Rodrigo Ramírez

Personal information
- Full name: Rodrigo Andres Ramírez Miranda
- Date of birth: 15 February 1982 (age 44)
- Place of birth: Rancagua, Chile
- Height: 1.77 m (5 ft 10 in)
- Position: Winger

Youth career
- O'Higgins

Senior career*
- Years: Team / Apps / (Gls)
- 2001–2010: O'Higgins / 92 / (9)
- 2005: → D. Concepción (loan) / 26 / (0)
- 2009: → Everton (loan) / 28 / (2)
- 2010: Everton / 8 / (1)
- 2011–2012: Palestino / 17 / (0)
- 2012: → Everton (loan) / 10 / (1)
- 2013–2014: Cobresal / 14 / (1)
- Total:  / 195 / (14)

= Rodrigo Ramírez =

Chilean footballer (born 1982)

Rodrigo Andrés Ramírez Miranda (born 15 February 1982) is a former Chilean footballer who played as a winger.

Known as Garrincha, Ramírez played for several Chilean clubs, including Everton, Cobresal and, most notably, O’Higgins, where he enjoyed the peak of his professional career. His performances in Rancagua consolidated his standing in domestic football.

==Club career==
He developed his professional football career in various Chilean clubs, including Everton of Viña del Mar, Cobresal and O’Higgins of Rancagua. It was with the latter that he experienced the most prominent period of his sporting career.

During the 2008 season, the arrival of Jorge Sampaoli at O’Higgins marked a turning point in the team's performance and projection. The Argentine coach —later recognized as one of the most successful in the history of Chilean football— implemented a high-intensity, constant-pressure playing style that rapidly transformed the functioning of the Rancagua-based squad.
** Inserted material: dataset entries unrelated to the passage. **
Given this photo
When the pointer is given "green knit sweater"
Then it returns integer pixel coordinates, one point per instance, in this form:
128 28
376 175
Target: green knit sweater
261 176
Ramírez was part of that squad alongside players such as Jean Beausejour, José Pedro Fuenzalida, Nicolás Diez and Carlos Carmona, among others who would later achieve national and international projection. His presence within Sampaoli's tactical system helped consolidate a competitive identity that left a lasting mark on the institution and on O’Higgins supporters.

==Personal life==
Rodrigo is the father of the football forward from the Universidad de Chile, Vicente Ramírez.